Maybe I'm missing your point. You're saying that they would be arrested or in a lawsuit every time they pulled someone over? Or they would have their job performance reviewed like most of the rest of us?
And officers do have job performance reviewed
 
Qualified Immunity means that officers cant be held for frivilous lawsuits in court (especially civil) unless they truly violate someone's rights, or use excessive force, etc. If you strip away that immunity, lawyers wanting money can sue officers for everything at any time. Literally every action by an officer (writing reports, working a traffic accident, helping on medical calls, arresting or citing ANYONE, cuffing and detaining anyone, investigating a major crime, etc) could be taken to court by a lawyer and criminal. While most of these would be dropped, it would overwhelm both the court systems, reduce the number of officers working by tying them up constantly, and officers would simply refuse to do anything.

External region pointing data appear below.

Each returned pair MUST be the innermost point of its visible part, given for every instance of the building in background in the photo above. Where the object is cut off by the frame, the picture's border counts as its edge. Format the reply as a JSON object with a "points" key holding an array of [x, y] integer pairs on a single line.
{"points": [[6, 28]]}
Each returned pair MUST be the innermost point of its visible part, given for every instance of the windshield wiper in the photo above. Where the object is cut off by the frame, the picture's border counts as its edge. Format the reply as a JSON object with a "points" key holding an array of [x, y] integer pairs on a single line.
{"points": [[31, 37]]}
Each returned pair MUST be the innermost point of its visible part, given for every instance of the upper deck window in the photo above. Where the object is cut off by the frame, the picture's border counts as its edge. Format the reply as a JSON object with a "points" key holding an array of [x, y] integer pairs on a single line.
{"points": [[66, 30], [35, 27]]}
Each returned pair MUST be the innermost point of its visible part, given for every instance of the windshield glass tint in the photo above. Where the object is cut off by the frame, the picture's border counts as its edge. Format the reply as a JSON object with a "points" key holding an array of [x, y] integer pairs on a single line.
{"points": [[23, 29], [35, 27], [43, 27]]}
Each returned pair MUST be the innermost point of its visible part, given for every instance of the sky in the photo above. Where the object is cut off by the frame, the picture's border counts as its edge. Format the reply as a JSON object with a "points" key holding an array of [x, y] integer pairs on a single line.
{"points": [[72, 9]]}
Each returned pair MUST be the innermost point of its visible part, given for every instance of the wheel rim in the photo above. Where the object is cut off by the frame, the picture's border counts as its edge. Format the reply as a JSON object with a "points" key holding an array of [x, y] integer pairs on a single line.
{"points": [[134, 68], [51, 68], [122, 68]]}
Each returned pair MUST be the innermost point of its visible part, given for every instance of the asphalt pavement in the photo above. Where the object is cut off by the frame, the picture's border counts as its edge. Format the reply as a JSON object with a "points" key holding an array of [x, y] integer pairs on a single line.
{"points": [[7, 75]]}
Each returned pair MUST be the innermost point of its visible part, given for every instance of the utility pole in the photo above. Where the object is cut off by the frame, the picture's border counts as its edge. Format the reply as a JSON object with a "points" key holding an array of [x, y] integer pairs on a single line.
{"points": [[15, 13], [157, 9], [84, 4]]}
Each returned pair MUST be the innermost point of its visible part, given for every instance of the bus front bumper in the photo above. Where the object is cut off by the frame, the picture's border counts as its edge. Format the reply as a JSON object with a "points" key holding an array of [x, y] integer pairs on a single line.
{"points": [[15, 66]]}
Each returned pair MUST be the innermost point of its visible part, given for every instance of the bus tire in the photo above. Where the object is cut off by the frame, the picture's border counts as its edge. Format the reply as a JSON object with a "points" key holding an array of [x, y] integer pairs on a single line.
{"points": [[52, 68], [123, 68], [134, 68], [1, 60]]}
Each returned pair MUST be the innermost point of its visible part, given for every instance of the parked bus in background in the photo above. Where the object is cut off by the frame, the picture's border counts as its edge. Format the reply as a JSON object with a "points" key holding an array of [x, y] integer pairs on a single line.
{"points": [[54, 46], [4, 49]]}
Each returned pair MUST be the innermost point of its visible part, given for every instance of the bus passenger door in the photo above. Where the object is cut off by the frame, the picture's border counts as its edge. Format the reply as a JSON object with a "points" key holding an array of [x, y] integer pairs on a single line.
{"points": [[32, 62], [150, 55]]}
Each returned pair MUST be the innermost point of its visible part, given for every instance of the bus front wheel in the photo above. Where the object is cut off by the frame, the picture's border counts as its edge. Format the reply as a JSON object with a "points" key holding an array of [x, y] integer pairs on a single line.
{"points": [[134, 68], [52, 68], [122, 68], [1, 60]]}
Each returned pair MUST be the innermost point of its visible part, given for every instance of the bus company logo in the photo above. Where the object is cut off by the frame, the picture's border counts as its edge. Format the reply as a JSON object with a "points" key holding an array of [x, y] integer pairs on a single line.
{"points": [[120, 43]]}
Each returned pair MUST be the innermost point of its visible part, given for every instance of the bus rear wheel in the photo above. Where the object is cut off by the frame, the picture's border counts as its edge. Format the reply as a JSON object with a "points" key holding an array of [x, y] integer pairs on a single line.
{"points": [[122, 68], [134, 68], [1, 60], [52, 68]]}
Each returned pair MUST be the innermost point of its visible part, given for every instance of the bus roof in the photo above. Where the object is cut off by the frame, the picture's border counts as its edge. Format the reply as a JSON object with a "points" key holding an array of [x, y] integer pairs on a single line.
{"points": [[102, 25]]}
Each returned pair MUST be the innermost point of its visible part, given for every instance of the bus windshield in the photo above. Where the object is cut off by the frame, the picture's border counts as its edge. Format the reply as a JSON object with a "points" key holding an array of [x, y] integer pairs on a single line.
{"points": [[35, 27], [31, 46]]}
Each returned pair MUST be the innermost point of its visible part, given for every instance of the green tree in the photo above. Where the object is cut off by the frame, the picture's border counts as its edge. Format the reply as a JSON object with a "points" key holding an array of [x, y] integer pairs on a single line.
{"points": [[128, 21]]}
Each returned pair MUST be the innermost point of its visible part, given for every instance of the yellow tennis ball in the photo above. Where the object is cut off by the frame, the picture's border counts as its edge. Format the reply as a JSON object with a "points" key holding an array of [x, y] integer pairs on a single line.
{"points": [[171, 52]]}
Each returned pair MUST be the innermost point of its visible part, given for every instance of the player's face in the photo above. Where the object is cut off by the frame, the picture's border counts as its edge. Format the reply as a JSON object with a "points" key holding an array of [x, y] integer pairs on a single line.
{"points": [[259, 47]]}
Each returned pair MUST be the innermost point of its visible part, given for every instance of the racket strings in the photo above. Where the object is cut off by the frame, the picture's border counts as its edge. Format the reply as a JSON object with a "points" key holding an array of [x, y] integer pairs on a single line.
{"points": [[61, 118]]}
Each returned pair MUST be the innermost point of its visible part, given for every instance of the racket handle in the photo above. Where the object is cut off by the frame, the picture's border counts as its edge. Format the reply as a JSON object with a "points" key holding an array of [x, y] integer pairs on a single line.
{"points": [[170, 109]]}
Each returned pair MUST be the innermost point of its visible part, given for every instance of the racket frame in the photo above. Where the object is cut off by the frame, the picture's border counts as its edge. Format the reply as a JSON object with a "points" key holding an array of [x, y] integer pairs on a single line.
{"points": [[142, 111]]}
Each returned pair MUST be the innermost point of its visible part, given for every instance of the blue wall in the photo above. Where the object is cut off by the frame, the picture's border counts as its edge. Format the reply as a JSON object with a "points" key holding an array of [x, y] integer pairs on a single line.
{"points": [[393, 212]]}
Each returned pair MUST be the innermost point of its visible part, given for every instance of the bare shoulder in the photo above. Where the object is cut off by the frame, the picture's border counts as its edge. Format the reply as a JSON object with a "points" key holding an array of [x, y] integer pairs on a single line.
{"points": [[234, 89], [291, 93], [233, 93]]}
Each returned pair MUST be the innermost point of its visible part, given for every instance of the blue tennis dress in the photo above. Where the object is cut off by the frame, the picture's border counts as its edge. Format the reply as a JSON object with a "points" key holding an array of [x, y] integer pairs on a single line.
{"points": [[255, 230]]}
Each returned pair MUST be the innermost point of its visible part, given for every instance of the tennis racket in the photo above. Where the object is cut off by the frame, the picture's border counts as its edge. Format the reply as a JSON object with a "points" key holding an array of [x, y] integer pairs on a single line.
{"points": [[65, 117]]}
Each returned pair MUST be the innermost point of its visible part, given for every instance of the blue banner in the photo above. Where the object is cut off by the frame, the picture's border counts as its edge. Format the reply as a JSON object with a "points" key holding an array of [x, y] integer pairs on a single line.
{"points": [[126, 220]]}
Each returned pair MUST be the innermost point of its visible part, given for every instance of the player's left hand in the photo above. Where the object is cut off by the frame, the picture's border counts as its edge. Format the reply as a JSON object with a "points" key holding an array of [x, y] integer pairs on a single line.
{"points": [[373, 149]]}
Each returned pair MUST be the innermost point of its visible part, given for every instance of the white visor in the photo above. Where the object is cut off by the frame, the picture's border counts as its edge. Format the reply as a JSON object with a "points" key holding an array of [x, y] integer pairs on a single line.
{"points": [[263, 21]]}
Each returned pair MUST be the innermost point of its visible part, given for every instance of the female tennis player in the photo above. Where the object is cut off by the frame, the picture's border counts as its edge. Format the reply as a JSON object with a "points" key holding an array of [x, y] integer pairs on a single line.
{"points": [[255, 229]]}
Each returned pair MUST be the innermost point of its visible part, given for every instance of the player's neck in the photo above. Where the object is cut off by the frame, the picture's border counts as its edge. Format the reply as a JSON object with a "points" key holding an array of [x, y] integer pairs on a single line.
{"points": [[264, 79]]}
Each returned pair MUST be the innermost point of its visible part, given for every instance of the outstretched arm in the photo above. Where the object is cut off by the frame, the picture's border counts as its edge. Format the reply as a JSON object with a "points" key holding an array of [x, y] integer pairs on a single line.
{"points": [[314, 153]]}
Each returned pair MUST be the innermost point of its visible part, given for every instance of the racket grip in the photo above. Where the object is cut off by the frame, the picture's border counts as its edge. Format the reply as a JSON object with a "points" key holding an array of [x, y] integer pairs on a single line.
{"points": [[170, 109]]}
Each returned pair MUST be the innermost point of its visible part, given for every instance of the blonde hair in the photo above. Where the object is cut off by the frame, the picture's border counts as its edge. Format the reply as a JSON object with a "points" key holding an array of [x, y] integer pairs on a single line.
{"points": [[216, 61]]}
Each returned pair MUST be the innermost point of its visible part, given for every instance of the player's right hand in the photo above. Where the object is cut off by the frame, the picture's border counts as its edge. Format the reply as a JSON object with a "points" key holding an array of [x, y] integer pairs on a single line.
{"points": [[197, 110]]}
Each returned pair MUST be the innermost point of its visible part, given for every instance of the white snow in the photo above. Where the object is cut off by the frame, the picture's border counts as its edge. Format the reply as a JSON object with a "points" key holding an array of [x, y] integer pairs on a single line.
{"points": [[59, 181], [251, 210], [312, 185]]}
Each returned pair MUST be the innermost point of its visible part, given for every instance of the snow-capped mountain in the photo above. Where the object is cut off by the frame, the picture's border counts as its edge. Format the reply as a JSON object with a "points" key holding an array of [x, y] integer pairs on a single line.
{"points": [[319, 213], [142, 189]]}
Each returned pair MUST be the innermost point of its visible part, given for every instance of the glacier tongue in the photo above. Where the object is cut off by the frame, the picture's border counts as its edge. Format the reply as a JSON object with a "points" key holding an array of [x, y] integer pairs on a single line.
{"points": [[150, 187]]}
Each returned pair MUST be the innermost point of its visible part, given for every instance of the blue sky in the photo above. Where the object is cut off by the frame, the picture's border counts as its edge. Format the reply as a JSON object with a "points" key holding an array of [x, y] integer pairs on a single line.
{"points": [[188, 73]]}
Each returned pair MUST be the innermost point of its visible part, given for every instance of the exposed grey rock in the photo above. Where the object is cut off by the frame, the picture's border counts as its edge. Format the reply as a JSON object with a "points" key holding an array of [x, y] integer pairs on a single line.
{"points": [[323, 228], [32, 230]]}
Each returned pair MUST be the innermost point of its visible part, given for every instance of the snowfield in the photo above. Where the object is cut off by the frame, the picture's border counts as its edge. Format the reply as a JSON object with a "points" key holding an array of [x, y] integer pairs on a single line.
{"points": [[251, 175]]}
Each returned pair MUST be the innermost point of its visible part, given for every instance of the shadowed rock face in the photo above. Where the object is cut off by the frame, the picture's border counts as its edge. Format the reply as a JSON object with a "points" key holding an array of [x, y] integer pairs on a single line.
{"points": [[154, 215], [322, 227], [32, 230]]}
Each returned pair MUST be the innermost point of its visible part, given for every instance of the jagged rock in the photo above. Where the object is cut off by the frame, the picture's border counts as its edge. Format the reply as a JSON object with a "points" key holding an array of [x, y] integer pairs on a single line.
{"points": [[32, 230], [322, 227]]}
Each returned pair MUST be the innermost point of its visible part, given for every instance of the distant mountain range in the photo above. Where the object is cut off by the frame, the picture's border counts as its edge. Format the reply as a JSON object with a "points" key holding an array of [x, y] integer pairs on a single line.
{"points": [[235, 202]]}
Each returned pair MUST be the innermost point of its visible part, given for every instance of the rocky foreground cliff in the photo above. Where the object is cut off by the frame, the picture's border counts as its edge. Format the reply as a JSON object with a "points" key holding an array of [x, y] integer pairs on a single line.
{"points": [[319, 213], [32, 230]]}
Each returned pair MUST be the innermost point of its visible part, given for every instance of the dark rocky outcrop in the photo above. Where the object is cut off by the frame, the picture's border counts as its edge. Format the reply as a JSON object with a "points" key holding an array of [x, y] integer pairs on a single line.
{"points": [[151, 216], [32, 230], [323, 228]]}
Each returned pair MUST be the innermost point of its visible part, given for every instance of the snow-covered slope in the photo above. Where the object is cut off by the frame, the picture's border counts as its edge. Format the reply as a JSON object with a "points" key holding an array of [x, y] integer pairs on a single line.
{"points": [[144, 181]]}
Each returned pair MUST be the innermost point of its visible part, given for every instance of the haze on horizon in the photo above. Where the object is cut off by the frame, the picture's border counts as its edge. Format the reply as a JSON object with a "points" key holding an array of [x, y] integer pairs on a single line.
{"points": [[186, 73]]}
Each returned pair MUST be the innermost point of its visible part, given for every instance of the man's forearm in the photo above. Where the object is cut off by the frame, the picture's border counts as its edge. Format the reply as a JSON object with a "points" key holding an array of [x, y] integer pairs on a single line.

And officers do have job performance reviewed
I misunderstood the point in discussion. My bad.

I'm not sure how to fix the issue with qualified immunity, except to limit it severely with non-law enforcement oversight that says what was excessive/abuse, what puts them outside of their immunity to repercussions.

I don't want them frivolously sued/arrested. I w2ant their immunity limited. I think the oversight should be external, objective and real.